Notes on enabling Atlas libs for Octave and R

I. Overview

As of the Debian releases 2.1.34-6 (for GNU Octave) and 1.3.0-3 (for GNU R),
both Octave and R can be used with Atlas, the Automatically Tuned Linear
Algebra Software, in order to obtain much faster linear algebra operations.
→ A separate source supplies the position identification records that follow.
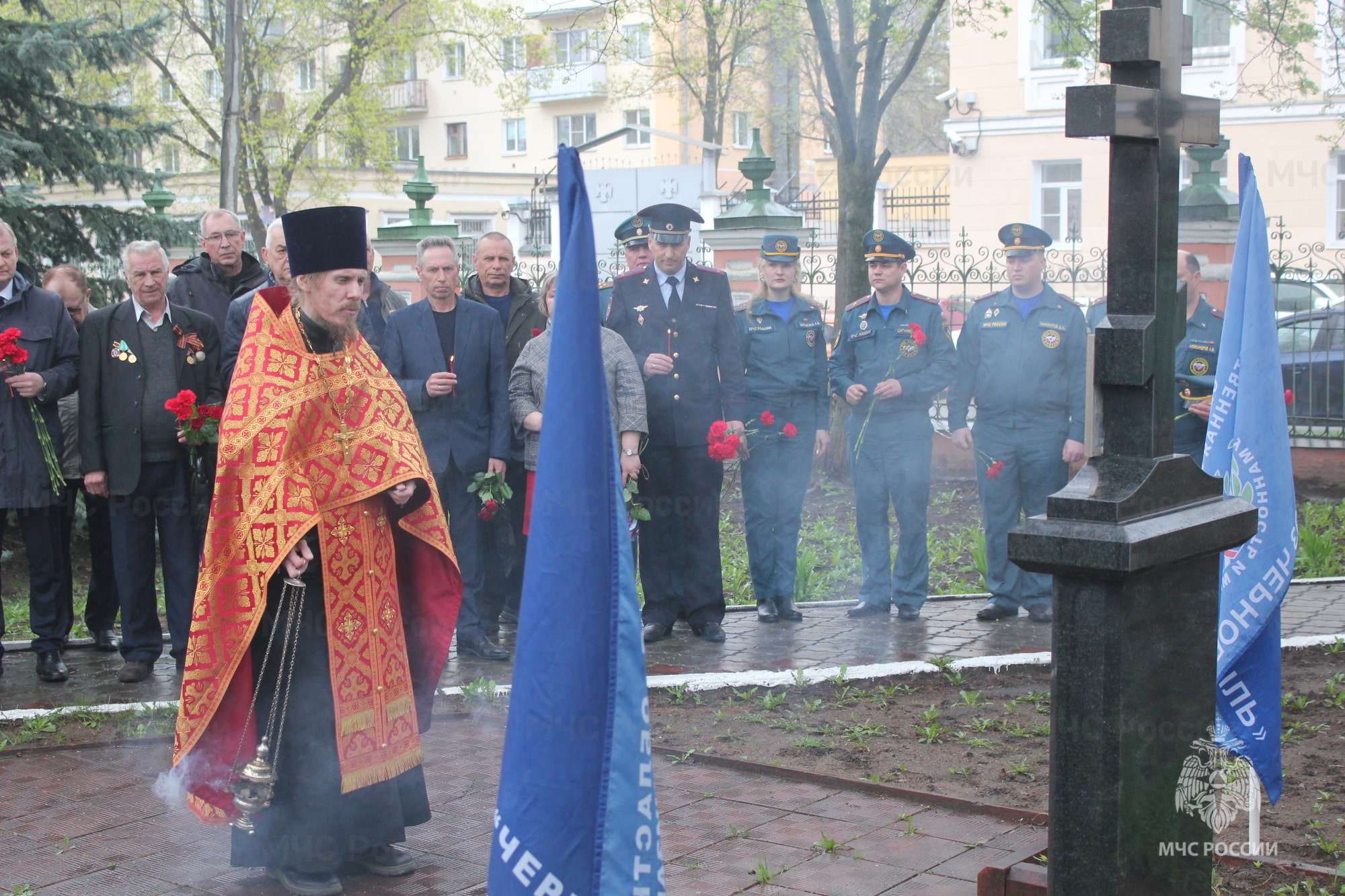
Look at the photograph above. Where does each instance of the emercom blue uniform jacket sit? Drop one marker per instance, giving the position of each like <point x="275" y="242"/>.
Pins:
<point x="1024" y="374"/>
<point x="872" y="350"/>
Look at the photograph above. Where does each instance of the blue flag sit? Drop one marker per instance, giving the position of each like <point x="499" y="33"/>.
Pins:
<point x="576" y="811"/>
<point x="1247" y="444"/>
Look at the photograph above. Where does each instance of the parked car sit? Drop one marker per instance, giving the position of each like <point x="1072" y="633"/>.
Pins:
<point x="1312" y="354"/>
<point x="1295" y="296"/>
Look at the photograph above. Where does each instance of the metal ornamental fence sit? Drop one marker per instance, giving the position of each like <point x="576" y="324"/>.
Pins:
<point x="1309" y="295"/>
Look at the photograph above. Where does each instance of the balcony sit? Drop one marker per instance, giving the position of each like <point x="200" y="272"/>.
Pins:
<point x="407" y="96"/>
<point x="558" y="84"/>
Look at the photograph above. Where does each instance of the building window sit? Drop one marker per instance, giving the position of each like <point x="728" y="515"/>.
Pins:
<point x="638" y="138"/>
<point x="215" y="85"/>
<point x="306" y="79"/>
<point x="455" y="143"/>
<point x="1338" y="181"/>
<point x="637" y="40"/>
<point x="516" y="135"/>
<point x="575" y="131"/>
<point x="407" y="143"/>
<point x="572" y="48"/>
<point x="742" y="130"/>
<point x="1061" y="198"/>
<point x="514" y="54"/>
<point x="455" y="60"/>
<point x="1211" y="24"/>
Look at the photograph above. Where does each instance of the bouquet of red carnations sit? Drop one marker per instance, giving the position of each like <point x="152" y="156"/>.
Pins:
<point x="13" y="358"/>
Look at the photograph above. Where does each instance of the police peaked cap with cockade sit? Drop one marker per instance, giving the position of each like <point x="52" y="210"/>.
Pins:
<point x="670" y="222"/>
<point x="328" y="239"/>
<point x="1022" y="240"/>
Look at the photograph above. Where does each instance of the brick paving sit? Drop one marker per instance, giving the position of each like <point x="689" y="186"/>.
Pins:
<point x="123" y="841"/>
<point x="825" y="638"/>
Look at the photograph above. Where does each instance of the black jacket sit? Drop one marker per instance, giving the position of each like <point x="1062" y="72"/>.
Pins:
<point x="112" y="389"/>
<point x="527" y="318"/>
<point x="202" y="286"/>
<point x="707" y="382"/>
<point x="53" y="348"/>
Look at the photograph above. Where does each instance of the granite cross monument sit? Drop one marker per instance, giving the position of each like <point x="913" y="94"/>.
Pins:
<point x="1135" y="538"/>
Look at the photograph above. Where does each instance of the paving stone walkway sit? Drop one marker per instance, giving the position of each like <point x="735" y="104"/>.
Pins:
<point x="825" y="638"/>
<point x="123" y="841"/>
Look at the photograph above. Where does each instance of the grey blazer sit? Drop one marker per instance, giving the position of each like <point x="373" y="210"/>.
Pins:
<point x="528" y="388"/>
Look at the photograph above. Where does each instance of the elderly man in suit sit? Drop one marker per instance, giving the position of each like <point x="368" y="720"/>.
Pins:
<point x="135" y="356"/>
<point x="449" y="357"/>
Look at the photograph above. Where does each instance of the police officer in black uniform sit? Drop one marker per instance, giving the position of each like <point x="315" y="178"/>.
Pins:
<point x="679" y="319"/>
<point x="1198" y="356"/>
<point x="785" y="352"/>
<point x="1022" y="356"/>
<point x="633" y="236"/>
<point x="892" y="358"/>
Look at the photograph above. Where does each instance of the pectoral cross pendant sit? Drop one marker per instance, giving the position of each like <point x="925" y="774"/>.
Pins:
<point x="345" y="438"/>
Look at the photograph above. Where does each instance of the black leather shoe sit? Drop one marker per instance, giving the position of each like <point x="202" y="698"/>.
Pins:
<point x="712" y="633"/>
<point x="481" y="646"/>
<point x="387" y="861"/>
<point x="995" y="611"/>
<point x="863" y="610"/>
<point x="305" y="883"/>
<point x="50" y="666"/>
<point x="657" y="631"/>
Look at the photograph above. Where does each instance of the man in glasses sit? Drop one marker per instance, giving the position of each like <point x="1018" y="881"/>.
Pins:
<point x="221" y="272"/>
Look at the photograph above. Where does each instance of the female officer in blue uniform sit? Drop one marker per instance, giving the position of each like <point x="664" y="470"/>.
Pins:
<point x="785" y="353"/>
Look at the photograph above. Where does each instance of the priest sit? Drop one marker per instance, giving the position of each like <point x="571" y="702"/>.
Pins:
<point x="322" y="478"/>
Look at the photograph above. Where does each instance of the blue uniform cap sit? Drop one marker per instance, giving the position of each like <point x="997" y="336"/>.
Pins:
<point x="778" y="247"/>
<point x="1023" y="240"/>
<point x="670" y="222"/>
<point x="328" y="239"/>
<point x="884" y="244"/>
<point x="634" y="232"/>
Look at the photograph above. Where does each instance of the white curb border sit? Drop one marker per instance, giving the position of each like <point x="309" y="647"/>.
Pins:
<point x="712" y="681"/>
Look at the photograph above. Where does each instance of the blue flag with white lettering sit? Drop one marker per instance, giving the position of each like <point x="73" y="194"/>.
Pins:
<point x="576" y="811"/>
<point x="1247" y="444"/>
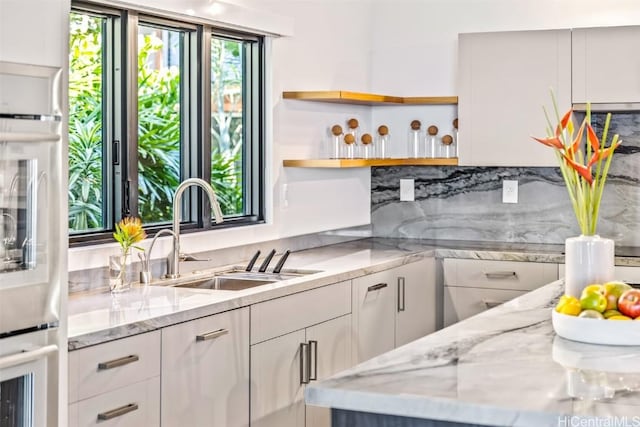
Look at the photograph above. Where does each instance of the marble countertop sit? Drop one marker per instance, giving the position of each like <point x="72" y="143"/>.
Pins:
<point x="101" y="317"/>
<point x="504" y="367"/>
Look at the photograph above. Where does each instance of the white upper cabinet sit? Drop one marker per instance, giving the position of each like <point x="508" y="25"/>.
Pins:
<point x="504" y="80"/>
<point x="606" y="65"/>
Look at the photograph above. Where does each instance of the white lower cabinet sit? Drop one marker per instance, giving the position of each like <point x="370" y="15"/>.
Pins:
<point x="131" y="406"/>
<point x="313" y="343"/>
<point x="116" y="383"/>
<point x="393" y="307"/>
<point x="472" y="286"/>
<point x="205" y="371"/>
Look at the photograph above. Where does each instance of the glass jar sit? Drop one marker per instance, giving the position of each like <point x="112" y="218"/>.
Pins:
<point x="448" y="149"/>
<point x="455" y="137"/>
<point x="335" y="142"/>
<point x="382" y="142"/>
<point x="366" y="149"/>
<point x="352" y="129"/>
<point x="432" y="147"/>
<point x="348" y="147"/>
<point x="414" y="144"/>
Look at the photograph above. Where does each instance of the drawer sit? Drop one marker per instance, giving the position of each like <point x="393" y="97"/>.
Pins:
<point x="134" y="405"/>
<point x="105" y="367"/>
<point x="498" y="274"/>
<point x="460" y="303"/>
<point x="622" y="272"/>
<point x="280" y="316"/>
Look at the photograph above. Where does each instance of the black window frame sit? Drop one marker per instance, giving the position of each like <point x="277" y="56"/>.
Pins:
<point x="120" y="188"/>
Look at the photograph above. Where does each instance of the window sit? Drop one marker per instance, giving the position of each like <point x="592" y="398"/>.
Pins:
<point x="153" y="101"/>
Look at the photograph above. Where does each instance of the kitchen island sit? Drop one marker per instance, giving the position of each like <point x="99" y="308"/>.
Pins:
<point x="503" y="367"/>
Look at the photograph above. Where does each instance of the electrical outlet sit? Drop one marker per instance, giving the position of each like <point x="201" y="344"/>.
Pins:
<point x="509" y="191"/>
<point x="407" y="191"/>
<point x="284" y="196"/>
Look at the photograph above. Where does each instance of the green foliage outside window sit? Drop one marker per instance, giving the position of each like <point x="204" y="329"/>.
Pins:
<point x="158" y="129"/>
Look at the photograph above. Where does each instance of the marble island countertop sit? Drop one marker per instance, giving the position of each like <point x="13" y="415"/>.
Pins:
<point x="503" y="367"/>
<point x="100" y="317"/>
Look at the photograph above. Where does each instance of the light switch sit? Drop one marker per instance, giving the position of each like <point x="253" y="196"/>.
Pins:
<point x="509" y="191"/>
<point x="407" y="192"/>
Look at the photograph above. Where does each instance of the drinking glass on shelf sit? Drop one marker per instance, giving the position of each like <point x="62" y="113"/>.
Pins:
<point x="367" y="146"/>
<point x="447" y="149"/>
<point x="352" y="128"/>
<point x="431" y="147"/>
<point x="415" y="140"/>
<point x="335" y="142"/>
<point x="349" y="145"/>
<point x="455" y="137"/>
<point x="382" y="142"/>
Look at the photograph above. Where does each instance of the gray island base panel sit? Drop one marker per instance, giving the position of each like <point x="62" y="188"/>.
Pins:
<point x="342" y="418"/>
<point x="503" y="367"/>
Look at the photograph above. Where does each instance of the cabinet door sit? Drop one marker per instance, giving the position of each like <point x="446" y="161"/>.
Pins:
<point x="276" y="388"/>
<point x="134" y="405"/>
<point x="374" y="311"/>
<point x="460" y="303"/>
<point x="334" y="347"/>
<point x="504" y="82"/>
<point x="416" y="301"/>
<point x="606" y="64"/>
<point x="205" y="371"/>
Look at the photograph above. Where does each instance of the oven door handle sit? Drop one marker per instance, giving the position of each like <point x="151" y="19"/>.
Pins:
<point x="26" y="356"/>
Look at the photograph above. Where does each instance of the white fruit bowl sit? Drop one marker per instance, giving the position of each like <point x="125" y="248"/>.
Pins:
<point x="596" y="331"/>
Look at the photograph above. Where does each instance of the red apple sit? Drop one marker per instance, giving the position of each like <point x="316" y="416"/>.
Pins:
<point x="629" y="303"/>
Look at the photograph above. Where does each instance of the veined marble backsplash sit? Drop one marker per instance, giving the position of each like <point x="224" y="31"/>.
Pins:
<point x="465" y="203"/>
To make use of Atlas, Debian users need to install the Atlas libraries for
their given cpu architecture. Concretely, one of

    atlas2-base - Automatically Tuned Linear Algebra Software
    atlas2-p3 - Automatically Tuned Linear Algebra Software
    atlas2-p4 - Automatically Tuned Linear Algebra Software
    atlas2-athlon - Automatically Tuned Linear Algebra Software

must be installed. Here, 'base' provides generic libraries which run on all
platforms whereas 'p3', 'p4' and 'athlon' stand for the Pentium III and IV as
well as the AMD Athlon, respectively.  The actual libraries are installed in
/usr/lib/atlas (in the case of 'base') and in /usr/lib/$arch/atlas for the
cpu-specific versions. Here $arch stands for the cpu code used by the kernel
and shown in /proc/cpuinfo.

The Atlas libraries can be loaded dynamically instead of the (non-optimised)
blas libraries against which both Octave and R are compiled.


II. Using the Atlas libraries

In order to have the libraries loaded at run-time, the location needs to be
communicated to the dynamic linker/loader. [ There appears to be a bug in
ld.so as the location is already in ld.so.conf, but found "too late". ]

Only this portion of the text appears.